【OpenCV基础】第三十五课:亚像素级别角点检测

cv::cornerSubPix

Posted by x-jeff on November 7, 2022

本文为原创文章,未经本人允许,禁止转载。转载请注明出处。

1.原理

实际情况下几乎所有的角点都不会是一个真正的准确像素点,比如$(100,5)$,实际上可能是$(100.234,5.789)$。

亚像素级别的角点检测基于的一个重要条件是:从亚像素点$q$到位于$q$邻域内任意像素点$p$的向量都与$p$处的图像梯度正交:

\[DI_{p_i}^T \cdot (q-p_i) = 0 \tag{1}\]

其中,$DI_{p_i}$是像素点$p_i$处的图像梯度:

\[DI_{p_i} = \begin{bmatrix} dx \\ dy \end{bmatrix}, \quad DI_{p_i} ^T= \begin{bmatrix} dx & dy \end{bmatrix}, \quad DI_{p_i} \cdot DI_{p_i} ^T = \begin{bmatrix} dxdx & dxdy \\ dxdy & dydy \\ \end{bmatrix} \tag{2}\]

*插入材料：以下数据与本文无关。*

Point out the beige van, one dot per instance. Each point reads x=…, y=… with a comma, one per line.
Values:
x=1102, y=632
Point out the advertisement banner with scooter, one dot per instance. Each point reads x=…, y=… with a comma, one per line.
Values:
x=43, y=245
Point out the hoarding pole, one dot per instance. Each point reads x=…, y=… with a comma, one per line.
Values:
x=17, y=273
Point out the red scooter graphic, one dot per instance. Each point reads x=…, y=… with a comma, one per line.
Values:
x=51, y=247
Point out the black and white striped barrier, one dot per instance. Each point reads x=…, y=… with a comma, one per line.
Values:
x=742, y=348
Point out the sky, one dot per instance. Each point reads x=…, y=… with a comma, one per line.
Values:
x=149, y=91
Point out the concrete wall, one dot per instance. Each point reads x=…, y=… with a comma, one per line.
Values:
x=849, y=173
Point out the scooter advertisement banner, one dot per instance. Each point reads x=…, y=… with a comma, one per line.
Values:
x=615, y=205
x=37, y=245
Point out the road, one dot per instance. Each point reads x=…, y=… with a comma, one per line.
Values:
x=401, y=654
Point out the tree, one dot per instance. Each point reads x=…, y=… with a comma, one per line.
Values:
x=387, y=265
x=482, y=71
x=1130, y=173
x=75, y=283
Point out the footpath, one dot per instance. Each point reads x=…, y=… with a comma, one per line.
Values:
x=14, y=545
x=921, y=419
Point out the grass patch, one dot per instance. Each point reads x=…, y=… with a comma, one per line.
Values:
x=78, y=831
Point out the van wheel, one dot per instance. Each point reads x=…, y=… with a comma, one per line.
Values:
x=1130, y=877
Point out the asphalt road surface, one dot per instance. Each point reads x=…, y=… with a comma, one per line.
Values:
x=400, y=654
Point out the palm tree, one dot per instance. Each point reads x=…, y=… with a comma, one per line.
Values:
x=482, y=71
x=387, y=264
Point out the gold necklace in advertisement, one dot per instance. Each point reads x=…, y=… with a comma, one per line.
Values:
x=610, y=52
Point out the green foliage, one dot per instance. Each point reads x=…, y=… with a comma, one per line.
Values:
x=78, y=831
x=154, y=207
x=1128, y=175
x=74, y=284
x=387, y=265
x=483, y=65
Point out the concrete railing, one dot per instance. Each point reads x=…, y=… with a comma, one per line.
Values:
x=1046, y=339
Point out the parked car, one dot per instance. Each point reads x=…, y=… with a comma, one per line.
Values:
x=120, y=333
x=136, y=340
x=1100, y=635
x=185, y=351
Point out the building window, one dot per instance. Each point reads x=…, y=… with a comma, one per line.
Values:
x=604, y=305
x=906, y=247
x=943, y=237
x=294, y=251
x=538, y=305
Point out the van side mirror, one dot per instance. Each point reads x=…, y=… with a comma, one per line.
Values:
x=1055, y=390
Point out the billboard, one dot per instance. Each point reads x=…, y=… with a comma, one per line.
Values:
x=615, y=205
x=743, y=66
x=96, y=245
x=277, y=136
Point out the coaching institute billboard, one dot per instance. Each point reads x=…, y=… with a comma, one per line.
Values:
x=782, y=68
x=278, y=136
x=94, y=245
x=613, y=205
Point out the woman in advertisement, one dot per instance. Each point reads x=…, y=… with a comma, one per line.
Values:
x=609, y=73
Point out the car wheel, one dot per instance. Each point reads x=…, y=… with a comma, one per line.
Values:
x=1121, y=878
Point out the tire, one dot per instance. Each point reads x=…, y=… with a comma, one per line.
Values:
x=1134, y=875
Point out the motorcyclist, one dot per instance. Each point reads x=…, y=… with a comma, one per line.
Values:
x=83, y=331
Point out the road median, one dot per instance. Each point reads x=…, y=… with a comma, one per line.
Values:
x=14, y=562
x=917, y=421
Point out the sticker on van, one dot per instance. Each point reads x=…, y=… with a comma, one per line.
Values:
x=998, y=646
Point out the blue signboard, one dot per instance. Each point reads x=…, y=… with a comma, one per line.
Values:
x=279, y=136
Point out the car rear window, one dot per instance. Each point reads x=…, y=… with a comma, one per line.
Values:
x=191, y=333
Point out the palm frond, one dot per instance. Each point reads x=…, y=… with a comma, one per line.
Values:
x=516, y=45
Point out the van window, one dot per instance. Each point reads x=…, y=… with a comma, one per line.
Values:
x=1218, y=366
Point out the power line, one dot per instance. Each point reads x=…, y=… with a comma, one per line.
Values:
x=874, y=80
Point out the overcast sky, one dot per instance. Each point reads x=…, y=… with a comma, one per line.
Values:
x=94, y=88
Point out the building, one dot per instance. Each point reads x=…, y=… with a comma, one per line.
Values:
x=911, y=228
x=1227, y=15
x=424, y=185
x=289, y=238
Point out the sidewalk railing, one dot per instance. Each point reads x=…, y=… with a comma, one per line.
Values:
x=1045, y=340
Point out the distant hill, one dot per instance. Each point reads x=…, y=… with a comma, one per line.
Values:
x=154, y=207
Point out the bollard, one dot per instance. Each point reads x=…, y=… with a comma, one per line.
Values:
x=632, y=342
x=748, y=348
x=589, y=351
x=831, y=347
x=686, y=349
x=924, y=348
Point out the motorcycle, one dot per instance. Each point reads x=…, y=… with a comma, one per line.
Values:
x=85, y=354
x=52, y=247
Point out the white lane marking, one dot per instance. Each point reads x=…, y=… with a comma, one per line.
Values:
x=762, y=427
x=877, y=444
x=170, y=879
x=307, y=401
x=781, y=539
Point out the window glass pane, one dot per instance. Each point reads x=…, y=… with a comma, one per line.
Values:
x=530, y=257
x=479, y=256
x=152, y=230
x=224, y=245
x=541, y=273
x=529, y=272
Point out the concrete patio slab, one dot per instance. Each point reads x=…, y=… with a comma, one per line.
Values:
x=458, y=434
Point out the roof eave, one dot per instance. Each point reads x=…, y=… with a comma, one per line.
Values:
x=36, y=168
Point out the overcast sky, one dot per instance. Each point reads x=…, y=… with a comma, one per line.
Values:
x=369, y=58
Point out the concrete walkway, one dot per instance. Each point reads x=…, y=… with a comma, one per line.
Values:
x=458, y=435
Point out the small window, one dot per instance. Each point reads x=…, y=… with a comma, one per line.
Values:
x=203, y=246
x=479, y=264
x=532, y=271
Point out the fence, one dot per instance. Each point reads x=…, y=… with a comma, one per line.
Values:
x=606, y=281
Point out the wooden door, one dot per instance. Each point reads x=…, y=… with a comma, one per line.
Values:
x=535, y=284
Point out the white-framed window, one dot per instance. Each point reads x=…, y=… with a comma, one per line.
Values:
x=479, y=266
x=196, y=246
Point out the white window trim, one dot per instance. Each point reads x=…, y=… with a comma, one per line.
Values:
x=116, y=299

那么式(1)为什么会一直成立呢?我们用下图进行一下解释。

$p_i$的位置我们只考虑两种可能:

  1. $p_i$位于一片灰度值基本没有变化的区域,即上图中的$p_0$。
  2. $p_i$位于灰度值变化的边缘,即上图中的$p_1$。

如果是第一种情况:此时$DI_{p_i}$几乎是等于0的,所以式(1)成立。

如果是第二种情况:此时$DI_{p_i}$的方向如上图中红色箭头所示,其和向量$\vec{q p_i}$是正交的,两个正交向量的点积自然是0。

将式(1)移项:

\[DI_{p_i}^T \cdot q = DI_{p_i}^T \cdot p_i \tag{3}\]

最小二乘法求解:

\[DI_{p_i} \cdot DI_{p_i}^T \cdot q = DI_{p_i} \cdot DI_{p_i}^T \cdot p_i \tag{4}\]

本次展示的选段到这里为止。